I have low or absent sperm found on semen analysis during infertility testing.

I have infertility, but it isn't caused by low or absent sperm.

Genetic testing for Y microdeletions can be part of the evaluation for infertility, but it isn't the first step. This testing is only useful for men who have had a semen test already and know that they have low sperm count or no sperm found by that testing.

There are many different causes for infertility. If you and your partner are having trouble getting pregnant, you may consider seeing an infertility specialist. That doctor can review your history and order additional testing as indicated.

Genetic testing for Y microdeletions may be useful for you.

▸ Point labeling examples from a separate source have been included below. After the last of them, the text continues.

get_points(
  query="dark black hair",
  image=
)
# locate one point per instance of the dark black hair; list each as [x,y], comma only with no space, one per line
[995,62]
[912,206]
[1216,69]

About 10% to 15% of men with low or absent sperm not due to a physical block have a Y microdeletion. Testing may provide you with more information about your infertility and the reproductive options for you.

  • If you have a deletion, this would help to explain your infertility. Having information about your specific deletion can help guide your reproductive options. Finding an AZFc deletion is associated with better success for sperm retrieval. AZFa and AZFb or b/c deletions have a low success of sperm retrieval.

    Y microdeletions usually happen new in a man and are not inherited from a parent. However, there have been some cases where a man with a Y microdeletion fathered one or more sons with the same deletion. Testing would be available to your brothers if they are unsure of their fertility.

  • If you do not have a deletion, a genetic cause of infertility can't be ruled out. There may be other changes in the Y chromosome that haven't been found yet. There are other known genetic causes of infertility that are not tested for with this test.

If not already done, your doctor may also perform a chromosome analysis (karyotype). Some men with low or absent sperm have other chromosome changes that can be found with that testing.

Genetic testing for Y microdeletions can be part of the work up for infertility, but it isn't useful for everyone. This testing is useful for men who have had a semen test already and know that they have low sperm count or no sperm found by that testing. Since this is not the cause of your infertility, this testing is not likely to be helpful.

There are other genetic causes of infertility. If you have questions about whether any genetic testing may be right for you, you may wish to speak to a doctor or genetic counselor.